Multiple Page Size Support

Multiple Page Size Support (MPSS) により、プログラムはハードウェアがサポートする任意のページサイズを使用して仮想メモリーの各部にアクセスできます。 以前のリリースでは、プログラムのスタック、ヒープ、または mmap() で割り当てられた Anonymous Memory に 8K バイトのページしか利用できませんでした。
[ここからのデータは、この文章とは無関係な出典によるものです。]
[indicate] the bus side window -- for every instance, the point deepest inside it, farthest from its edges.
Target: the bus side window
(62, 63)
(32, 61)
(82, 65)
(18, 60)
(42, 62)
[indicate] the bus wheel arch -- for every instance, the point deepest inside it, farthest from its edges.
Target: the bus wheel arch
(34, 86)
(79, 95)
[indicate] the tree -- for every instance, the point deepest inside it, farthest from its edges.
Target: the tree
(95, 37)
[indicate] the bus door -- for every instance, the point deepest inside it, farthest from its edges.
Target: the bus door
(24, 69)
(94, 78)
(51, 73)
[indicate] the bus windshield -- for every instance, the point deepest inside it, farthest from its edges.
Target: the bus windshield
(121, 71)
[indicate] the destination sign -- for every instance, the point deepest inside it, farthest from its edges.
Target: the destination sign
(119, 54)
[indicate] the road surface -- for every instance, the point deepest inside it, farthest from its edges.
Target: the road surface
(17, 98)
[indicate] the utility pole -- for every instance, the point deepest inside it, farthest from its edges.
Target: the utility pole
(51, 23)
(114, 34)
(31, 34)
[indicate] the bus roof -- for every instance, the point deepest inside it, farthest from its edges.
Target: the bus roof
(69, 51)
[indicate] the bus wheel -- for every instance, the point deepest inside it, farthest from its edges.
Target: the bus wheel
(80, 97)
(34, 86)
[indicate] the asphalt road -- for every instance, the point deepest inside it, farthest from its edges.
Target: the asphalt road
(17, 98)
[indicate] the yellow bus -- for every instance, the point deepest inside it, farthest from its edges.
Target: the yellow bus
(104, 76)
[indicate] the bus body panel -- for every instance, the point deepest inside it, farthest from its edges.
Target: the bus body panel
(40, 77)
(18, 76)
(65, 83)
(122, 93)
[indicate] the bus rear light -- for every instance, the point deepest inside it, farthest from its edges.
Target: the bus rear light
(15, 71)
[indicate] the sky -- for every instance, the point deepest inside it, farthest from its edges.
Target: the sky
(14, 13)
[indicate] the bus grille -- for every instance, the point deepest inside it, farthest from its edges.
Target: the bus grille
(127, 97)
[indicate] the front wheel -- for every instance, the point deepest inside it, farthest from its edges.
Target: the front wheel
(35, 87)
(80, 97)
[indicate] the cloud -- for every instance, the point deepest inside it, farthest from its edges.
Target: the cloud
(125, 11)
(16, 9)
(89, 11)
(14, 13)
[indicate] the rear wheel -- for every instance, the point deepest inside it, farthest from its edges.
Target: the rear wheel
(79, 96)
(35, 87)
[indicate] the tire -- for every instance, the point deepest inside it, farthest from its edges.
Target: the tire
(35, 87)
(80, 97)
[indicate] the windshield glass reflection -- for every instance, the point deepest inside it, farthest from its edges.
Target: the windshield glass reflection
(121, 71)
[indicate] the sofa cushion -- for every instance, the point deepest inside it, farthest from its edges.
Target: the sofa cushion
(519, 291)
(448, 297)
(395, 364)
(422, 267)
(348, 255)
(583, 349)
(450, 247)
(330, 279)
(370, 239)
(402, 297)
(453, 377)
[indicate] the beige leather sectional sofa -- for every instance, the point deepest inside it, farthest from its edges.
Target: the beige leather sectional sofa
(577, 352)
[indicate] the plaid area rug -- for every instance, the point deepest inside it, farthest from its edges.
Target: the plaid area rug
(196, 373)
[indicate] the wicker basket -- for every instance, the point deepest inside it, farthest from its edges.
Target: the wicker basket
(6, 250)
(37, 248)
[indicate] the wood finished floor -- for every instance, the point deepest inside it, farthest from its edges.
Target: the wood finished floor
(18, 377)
開発者は、メモリーを多く消費するアプリケーションがスタック、ヒープ、または mmap() で割り当てられた /dev/zeroプライベートメモリーのためにハードウェアでサポートされている任意のページサイズを使用するように調整できます。メモリーを多く消費するプログラムでは、大きなページサイズを使用することでパフォーマンスが著しく向上する場合があります。

詳細は、pagesize(1)mpss.so.1(1)ppgsz(1)memcntl(2)mmap(2)、および getpagesizes(3C) のマニュアルページを参照してください。

Solaris 9 

マルチスレッドライブラリの向上

Solaris 9 リリースでは、改良された高速マルチスレッドライブラリが追加されました。これは、以前のリリースの Solaris ソフトウェアでは libthread の代替として利用できました。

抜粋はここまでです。